He was the eldest son of James Kirkpatrick, a colonel in the Madras Army, and grandson of the author James Kirkpatrick, M.D.. His father was in command of the troops at Fort Marlborough, Sumatra, in 1777, and returned home in 1779. He married Katherine, daughter of Alexander Monro, by whom he had three sons—William, George, in the Bombay civil service, and James Achilles. He died at Hollydale, Kent, in 1818, aged 89.

William Kirkpatrick, the eldest son, became a cadet in 1771, was appointed ensign in the Bengal Army on 17 January 1773, lieutenant 9 April 1777, captain 3 April 1781, and major 1 March 1794. He was Persian interpreter to Giles Stibbert, who was commander-in-chief in Bengal in 1777–9 and 1780–5, and prepared a Persian translation of the articles of war (printed 1782). Afterwards he was resident with Mahadji Scindia at Gwalior, and served on Lord Cornwallis's staff as Persian interpreter in the Third Anglo-Mysore War of 1790–1.
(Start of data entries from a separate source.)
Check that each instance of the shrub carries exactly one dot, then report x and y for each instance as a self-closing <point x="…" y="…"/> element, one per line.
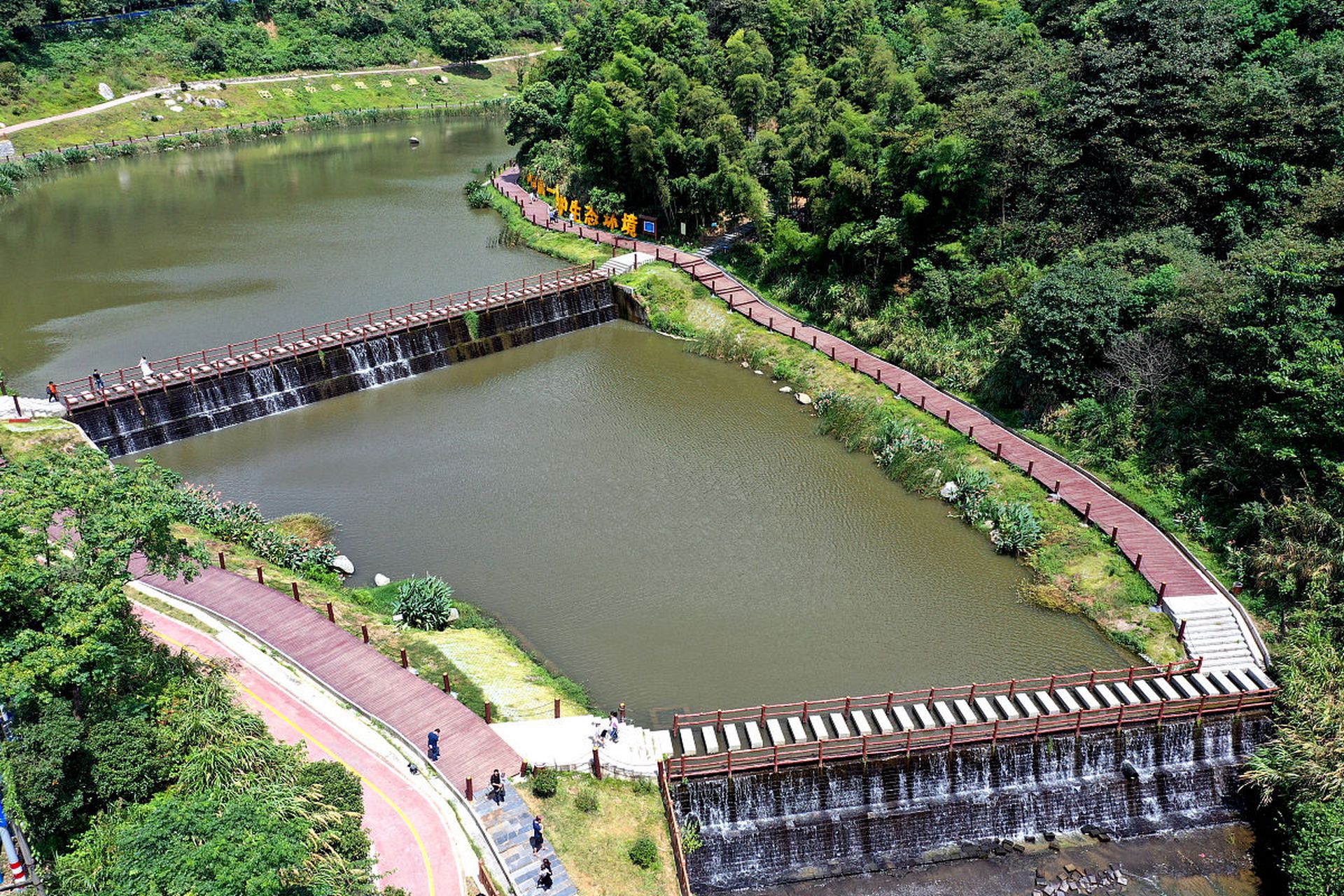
<point x="425" y="603"/>
<point x="545" y="782"/>
<point x="477" y="194"/>
<point x="587" y="799"/>
<point x="644" y="852"/>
In 1793, after disputes between Nepal and Tibet, a Chinese army crossed Tibet and took up position near Kathmandu. The Nepalese sought the support of the East India Company, Cornwallis offered to mediate, and Kirkpatrick was sent on a mission to meet the Nepal's envoys at Patna. They went on to Nayakote, where the rulers of Nepal held court, and the British officers of the mission were the first to visit what was then an unknown mountain country.

In 1795 Kirkpatrick was appointed resident with the Nizam of Hyderabad, but in 1797 was invalided to the Cape, being replaced by his brother James Achilles Kirkpatrick. In Cape Town Kirkpatrick met Richard Wellesley, 1st Marquess Wellesley, who took him back to India with him as confidential military secretary. He was promoted lieutenant-colonel 12th native infantry 1 January 1798, lieutenant-colonel commandant 8th native infantry 30 June 1804, colonel 6th native infantry 25 April 1808, major-general 4 June 1811. In a despatch dated 10 January 1802, Wellesley declared himself indebted to Kirkpatrick for help against Tipu Sultan.

Kirkpatrick was appointed one of the commissioners for the partition of Mysore after the fall of Seringapatam, for which he received a sum of ten thousand pagodas. In 1801 he was made resident at Pune, but left India later that year, in poor health.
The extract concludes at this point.